Biomolecular and cellular engineering

Engineering life-changing technologies in health and medicine

From advanced sensors to new implant materials, our researchers are using the latest biotechnology to help us live healthier lives.

Sensors play an important role in early detection of diseases by sensing the presence of certain molecules. Our researchers are developing detection strategies to improve molecular specificity and sensitivity for applications ranging from point-of-care cancer diagnostics to the sensing of toxins and bacteria, and tailoring therapeutic delivery systems and implants for personalised medicine.

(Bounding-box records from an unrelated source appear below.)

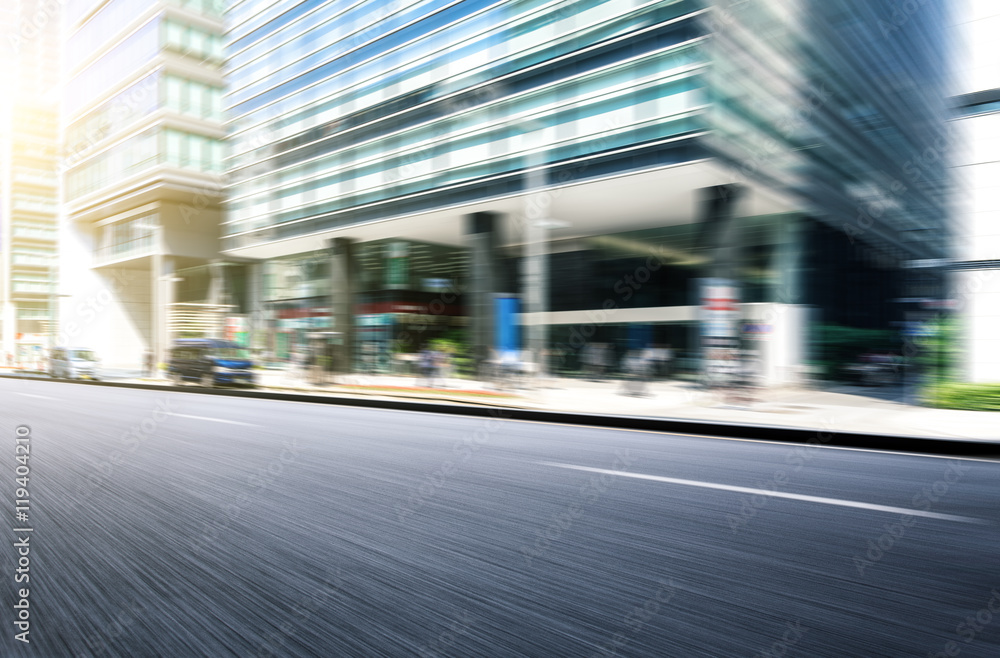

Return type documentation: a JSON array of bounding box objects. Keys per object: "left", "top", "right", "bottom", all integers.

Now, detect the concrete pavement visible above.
[{"left": 9, "top": 370, "right": 1000, "bottom": 441}]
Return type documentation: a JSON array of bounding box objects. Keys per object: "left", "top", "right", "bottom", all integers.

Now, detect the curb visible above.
[{"left": 0, "top": 374, "right": 1000, "bottom": 459}]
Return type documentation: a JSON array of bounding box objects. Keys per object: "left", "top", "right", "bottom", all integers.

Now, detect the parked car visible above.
[
  {"left": 844, "top": 352, "right": 903, "bottom": 386},
  {"left": 167, "top": 338, "right": 255, "bottom": 387},
  {"left": 49, "top": 347, "right": 100, "bottom": 379}
]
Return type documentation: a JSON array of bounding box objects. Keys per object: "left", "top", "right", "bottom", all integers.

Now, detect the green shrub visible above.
[{"left": 927, "top": 383, "right": 1000, "bottom": 411}]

Our experts: Professor Fariba Dehghani, Professor David Winlaw, Adjunct Professor David Fletcher, Dr Sina Naficy, Dr Farshad Oveissi   

Our partners: Sydney Children’s Hospitals Network

Congenital heart disease (CHD) has an occurrence of 6 to 13 per 1000 amongst new-born babies and has high levels of morbidity. The shortcomings of existing implants (such as organ transplants from human or animal) include low biocompatibility, poor durability, high risk of infection and failure that necessitate several operations.

To address these issues, our multidisciplinary team involving engineers, clinicians and material scientists aims to integrate our expertise in image analysis, computational modelling and material design to create the next generation of personalised implants with a precise fit for their clinical applications.

We're seeking motivated and inspired researchers with experience in computational modelling and/or polymer chemistry and processing to join us for this challenging and exciting project to expedite the development of these implants, to give hope to these new born babies and their families by lowering the risk of implant failure and reducing the number of re-operations over their lives.

Our experts: Professor Fariba Dehghani, Dr David Wang, Professor Andrew Harris

This research focuses on engineering cell-like and tissue-like technology for implantation into the body to promote tissue regeneration and cell repair. Cell and tissue functions may deteriorate due to injuries or ageing. Biomaterials that promote the growth of healthy cells and tissues have significant impact on people’s quality of life. 

Our experts: Professor Fariba Dehghani, Associate Professor Vincent Gomes, Associate Professor Ali Abbas, Professor Yuan Chen

Our researchers are developing detection strategies to improve molecular specificity and sensitivity for applications ranging from point-of-care diagnostic testing to the sensing of toxins and bacteria, and tailoring therapeutic delivery systems and implants for personalised medicine. These sensors could play an important role in early detection of diseases by sensing the presence of certain molecules.

Our experts: Associate Professor Zongwen Liu, Professor PJ Cullen

Our researchers are working on the characterisation of materials used in contact with living cells and tissues. These studies are important for developing effective and safe drug delivery and implants. To minimise post-operative conditions, biomaterials developed for implants need to be non-toxic, biocompatible and degradable.